Defending The Kingdom

America Online fired two employees and its chief technology officer because of the release of user search data earlier this month, says the New York Times:

‘This incident took place because some employees did not exercise good judgment or review their proposal with our privacy team,’ Miller said in a second memo. ‘We are taking appropriate action with the employees who were responsible.’

Accountability is a good thing when it comes to enforcing privacy requirements in any organization, and AOL seems to be taking it seriously. The company is taking several steps to ensure that this never happens again, such as keeping tighter controls on employee access to data, educating employees about privacy issues, and reviewing data retention and privacy policies.

I hope other companies that harbour large collections of user data are paying close attention. Then again, AOL didn’t take the hint from privacy fiascos that came before it (for example, it has been just over a year since ChoicePoint, a company that gathers and sells data about consumers, announced that it gave up sensitive information on more than 160,000 people to criminals posing as ChoicePoint customers – the media coverage on the story was extensive).

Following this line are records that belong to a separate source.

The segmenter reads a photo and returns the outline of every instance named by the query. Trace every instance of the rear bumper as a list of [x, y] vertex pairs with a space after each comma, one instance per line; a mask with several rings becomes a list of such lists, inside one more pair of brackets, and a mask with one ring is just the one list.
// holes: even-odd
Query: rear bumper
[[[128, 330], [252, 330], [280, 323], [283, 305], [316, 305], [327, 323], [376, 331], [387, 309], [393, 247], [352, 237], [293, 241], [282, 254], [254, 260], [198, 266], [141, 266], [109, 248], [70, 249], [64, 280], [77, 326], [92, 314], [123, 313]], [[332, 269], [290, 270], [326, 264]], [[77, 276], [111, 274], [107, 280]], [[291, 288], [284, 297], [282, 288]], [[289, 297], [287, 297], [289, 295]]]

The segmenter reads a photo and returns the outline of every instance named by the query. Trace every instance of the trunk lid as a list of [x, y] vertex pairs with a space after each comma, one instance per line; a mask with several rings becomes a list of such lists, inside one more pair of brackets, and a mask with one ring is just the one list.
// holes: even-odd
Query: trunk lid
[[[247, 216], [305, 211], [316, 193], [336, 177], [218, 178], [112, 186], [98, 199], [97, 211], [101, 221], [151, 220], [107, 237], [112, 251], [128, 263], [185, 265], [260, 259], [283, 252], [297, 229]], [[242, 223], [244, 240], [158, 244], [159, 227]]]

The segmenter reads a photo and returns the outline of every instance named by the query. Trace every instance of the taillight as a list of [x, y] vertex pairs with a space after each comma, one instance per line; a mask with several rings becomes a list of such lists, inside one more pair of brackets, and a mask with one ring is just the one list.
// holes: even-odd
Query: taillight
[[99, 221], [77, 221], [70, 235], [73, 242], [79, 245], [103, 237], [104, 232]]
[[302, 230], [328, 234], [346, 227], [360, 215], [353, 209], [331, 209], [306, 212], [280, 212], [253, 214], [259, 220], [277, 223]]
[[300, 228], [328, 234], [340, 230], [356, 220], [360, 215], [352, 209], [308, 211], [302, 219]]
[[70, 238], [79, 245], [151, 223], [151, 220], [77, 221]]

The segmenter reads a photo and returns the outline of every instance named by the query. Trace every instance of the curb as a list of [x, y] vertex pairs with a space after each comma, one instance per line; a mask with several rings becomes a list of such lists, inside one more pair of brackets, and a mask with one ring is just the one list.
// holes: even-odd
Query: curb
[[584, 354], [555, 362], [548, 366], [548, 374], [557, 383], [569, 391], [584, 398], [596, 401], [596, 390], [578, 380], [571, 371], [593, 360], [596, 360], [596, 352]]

It may be that more companies won’t take their customers’ privacy seriously until they are the ones that pay for mishandling. If people lose or relinquish control over their private details to be used for commercial purposes, it is reasonable to demand that the information be treated delicately. If a company fails to meet this burden, it should suffer economic consequences.

Once the onus is on the gate-keepers of the data (a title long ago given up by the true owners of personal data, individuals), I have little doubt that business minds will come to adequate solutions. And if they don’t, injured parties should be compensated accordingly.

Anything less than full responsibility would be rather lopsided. After all, companies use collections of personal data to improve marketing, build better products, and grow profits; they should suffer the downside of these activities as well, particularly if it is due to negligence, incompetence, or lack of concern.